Nuckolls and other estate experts have been flocking to estate tax seminars and continuing education programs so they can learn details of the 2010 estate laws. "I have to go learn these rules, and I think it's a total waste of time" because of the likelihood of Congressional action, he says. "In the meantime, people are really dying, and you have to do all these things."
A client in Oklahoma died in January, Nuckolls says, and had actually changed his will to anticipate the 2010 elimination of the estate tax. In many large estates, the traditional way of minimizing estate taxes has been to create a trust and place $3.5 million of assets -- the decedent's exclusion -- into that trust.

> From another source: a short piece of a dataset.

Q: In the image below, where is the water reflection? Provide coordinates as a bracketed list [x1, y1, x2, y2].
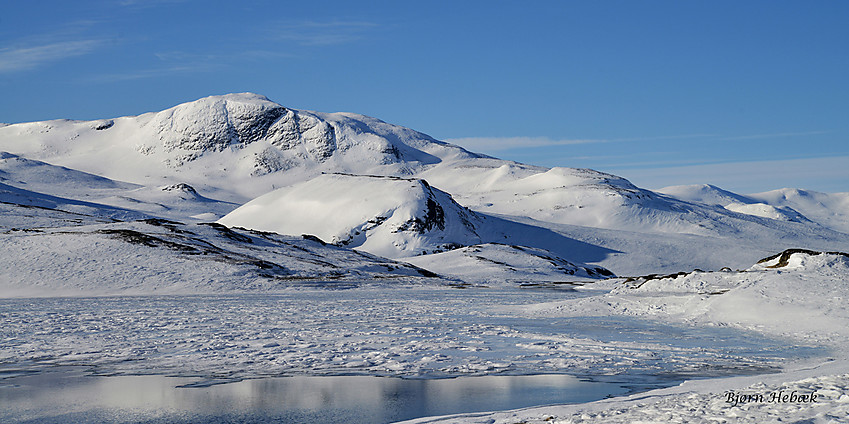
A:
[0, 370, 630, 423]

That trust would not be taxed. The rest of the estate would go into a family trust and avoid taxation until the death of the surviving spouse. With no estate taxes, the Oklahoma person didn't need to shelter that initial $3.5 million because there is no estate tax. But in providing all his money in a single family trust, Nuckolls says, it looks like his estate will be exposed to higher Oklahoma state estate taxes than if the second trust had been established. Further, by not leaving anything to the spouse directly, this estate may not be able to qualify for the $3 million spousal exclusion on capital gains taxes. "It seems like we could be wasting $3 million," Nuckolls says.
Does your head hurt yet? Nuckolls' does. And there are other meaningful differences between the 2009 and 2010 rules, which may or may not go away, to be possibly replaced by new rules, which may be retroactive to the first of the year. Or, maybe not? All of which leads him to issue this lament to Congress:
"Why didn't you guys just take care of business?"